Valley's women celebrate
NSW Greens candidate for Clarence Janet Cavanaugh believes that after a century of struggle, there is still plenty for the women’s movement to achieve.
Yesterday she joined 62 other Clarence Valley women for a breakfast in Grafton to celebrate International Women’s Day.
Ms Cavanaugh said the 100th International Women’s Day was an important event to celebrate advances in women’s rights over the past century, and to remind ourselves how far we have to go before there is full equality.
“It seems incredible to me that, after 110 years of being able to stand for parliament, only a quarter of the seats in the NSW lower house are actually held by women,” she said.
Ms Cavanaugh said she hoped that as more women were elected, it would become more civilised.

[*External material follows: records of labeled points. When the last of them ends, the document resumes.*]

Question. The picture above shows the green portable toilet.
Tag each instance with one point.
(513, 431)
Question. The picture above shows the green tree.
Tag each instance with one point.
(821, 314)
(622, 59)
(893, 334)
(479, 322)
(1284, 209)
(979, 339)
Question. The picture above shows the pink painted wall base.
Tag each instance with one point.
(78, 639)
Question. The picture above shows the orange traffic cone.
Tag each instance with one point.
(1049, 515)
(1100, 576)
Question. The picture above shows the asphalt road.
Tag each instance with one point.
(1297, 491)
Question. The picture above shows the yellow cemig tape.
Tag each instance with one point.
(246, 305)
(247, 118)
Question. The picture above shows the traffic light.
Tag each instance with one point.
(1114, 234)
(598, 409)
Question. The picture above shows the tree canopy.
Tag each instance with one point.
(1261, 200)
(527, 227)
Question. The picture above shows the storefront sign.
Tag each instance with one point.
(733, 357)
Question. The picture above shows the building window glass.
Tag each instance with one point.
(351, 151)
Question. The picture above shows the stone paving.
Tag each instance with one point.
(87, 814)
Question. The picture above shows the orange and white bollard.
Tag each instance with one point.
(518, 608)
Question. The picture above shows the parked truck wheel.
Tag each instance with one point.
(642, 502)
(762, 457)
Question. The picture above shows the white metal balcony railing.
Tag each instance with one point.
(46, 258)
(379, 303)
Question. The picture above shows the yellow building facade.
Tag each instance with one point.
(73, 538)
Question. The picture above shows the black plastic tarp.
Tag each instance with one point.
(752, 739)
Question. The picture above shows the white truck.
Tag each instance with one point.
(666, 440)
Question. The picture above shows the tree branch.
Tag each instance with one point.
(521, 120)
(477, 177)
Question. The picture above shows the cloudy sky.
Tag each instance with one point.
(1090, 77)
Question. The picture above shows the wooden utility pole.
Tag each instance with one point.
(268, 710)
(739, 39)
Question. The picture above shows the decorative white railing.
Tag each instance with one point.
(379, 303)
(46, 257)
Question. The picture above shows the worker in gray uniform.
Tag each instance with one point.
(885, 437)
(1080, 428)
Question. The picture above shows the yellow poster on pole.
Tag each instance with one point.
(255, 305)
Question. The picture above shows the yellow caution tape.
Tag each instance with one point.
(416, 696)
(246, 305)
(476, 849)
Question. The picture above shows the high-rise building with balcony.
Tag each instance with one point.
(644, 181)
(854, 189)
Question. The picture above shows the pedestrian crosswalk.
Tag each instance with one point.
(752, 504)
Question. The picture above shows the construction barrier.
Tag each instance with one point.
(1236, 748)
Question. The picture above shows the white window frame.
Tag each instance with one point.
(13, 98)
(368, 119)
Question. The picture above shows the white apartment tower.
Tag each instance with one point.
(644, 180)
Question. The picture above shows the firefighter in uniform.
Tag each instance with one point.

One prominent local woman, Caringa Enterprises CEO Janet Ocholla, who did not take part in the celebration, said events held specifically for women did not make sense.

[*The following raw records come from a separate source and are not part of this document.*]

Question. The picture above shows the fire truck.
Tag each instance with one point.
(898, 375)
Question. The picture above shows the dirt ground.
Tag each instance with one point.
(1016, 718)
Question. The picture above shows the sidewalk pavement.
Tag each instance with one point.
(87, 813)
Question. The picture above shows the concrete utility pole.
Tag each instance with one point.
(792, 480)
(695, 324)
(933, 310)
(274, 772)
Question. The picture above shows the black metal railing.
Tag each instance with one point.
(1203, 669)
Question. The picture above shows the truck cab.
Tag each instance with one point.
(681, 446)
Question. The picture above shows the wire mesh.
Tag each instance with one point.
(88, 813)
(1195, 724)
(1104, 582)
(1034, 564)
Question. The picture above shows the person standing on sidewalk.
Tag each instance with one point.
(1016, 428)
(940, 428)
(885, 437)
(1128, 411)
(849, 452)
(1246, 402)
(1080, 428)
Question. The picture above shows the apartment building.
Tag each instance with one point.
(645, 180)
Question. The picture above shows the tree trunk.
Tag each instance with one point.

She said it made women look like they needed to be supported, when they don’t.
“We can’t expect respect if we hold women’s days across the country,” she said.
“I think it is discrimination, there isn’t a men’s day, is there?”

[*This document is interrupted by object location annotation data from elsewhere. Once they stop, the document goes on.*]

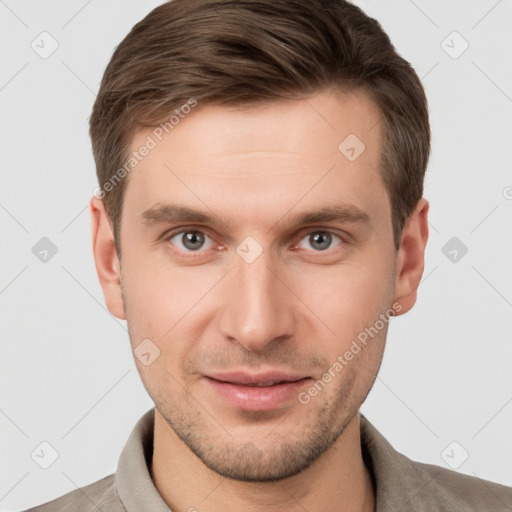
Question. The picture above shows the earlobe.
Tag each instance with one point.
(410, 260)
(105, 257)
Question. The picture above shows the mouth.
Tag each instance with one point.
(256, 392)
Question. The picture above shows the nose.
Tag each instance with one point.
(258, 308)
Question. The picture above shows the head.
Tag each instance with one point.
(261, 170)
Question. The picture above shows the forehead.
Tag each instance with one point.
(262, 160)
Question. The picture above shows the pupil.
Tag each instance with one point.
(321, 239)
(193, 240)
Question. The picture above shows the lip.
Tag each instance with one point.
(256, 391)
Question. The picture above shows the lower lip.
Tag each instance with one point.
(257, 398)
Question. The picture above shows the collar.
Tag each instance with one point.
(396, 480)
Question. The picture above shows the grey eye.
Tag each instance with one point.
(191, 241)
(319, 240)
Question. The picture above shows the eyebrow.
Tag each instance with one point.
(172, 213)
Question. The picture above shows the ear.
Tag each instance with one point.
(105, 257)
(410, 260)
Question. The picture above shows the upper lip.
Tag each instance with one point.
(267, 378)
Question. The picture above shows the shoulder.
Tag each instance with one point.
(456, 491)
(100, 495)
(405, 485)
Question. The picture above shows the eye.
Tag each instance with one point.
(190, 241)
(319, 240)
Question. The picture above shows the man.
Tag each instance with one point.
(258, 223)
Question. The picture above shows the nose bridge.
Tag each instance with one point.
(258, 308)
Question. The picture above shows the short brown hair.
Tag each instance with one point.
(243, 52)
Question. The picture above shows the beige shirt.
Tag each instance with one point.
(401, 485)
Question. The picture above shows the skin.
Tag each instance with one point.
(296, 307)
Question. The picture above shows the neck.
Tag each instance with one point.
(337, 481)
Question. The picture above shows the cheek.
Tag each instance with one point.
(163, 297)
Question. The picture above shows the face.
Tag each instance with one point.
(255, 253)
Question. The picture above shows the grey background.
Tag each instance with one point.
(67, 374)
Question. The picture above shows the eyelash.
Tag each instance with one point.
(301, 236)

Mrs Ocholla said there were more females than males working in human and disability services, but most women held lower level positions.
Mrs Ocholla, who has been CEO for the past seven years, put her success down to plenty of hard work.
“Determination, hard work and passion for the industry has got me where I am today,” she said.
“The world has changed for women, we even have a female prime minister now, which is great.
“I think to be a successful woman today is to always look at the hard times to make you stronger.
“Women and men are on the same playing field and have the same coaches.”
Dirtgirl creators celebrated the day sipping on lemon grass tea and reflecting on what was good about the world.
Cate McQuillen said International Women’s Day was important and we needed to encourage women to achieve their dreams.
In the beginning of the production of Dirtgirl there were 171 people with their hands in the pot and 90 per cent of them were women.
Dirtgirl is a female role model fighting for peace and love in the world.
Recently Ms McQuillen went to Munich for a conference about the making of a children’s television series in Iraq.
“It was very interesting to see that people in Iraq were still drawing from wells, using hand-held cameras and wearing burqas,” she said.
“It made me realise how lucky I am to be born in a time where the path for women has been laid by women in the ’50s and ’60s.
“Past women put a voice in conversation for women today.
"I think every day how lucky I am to be able to have the opportunity to take advantage of their ground work.”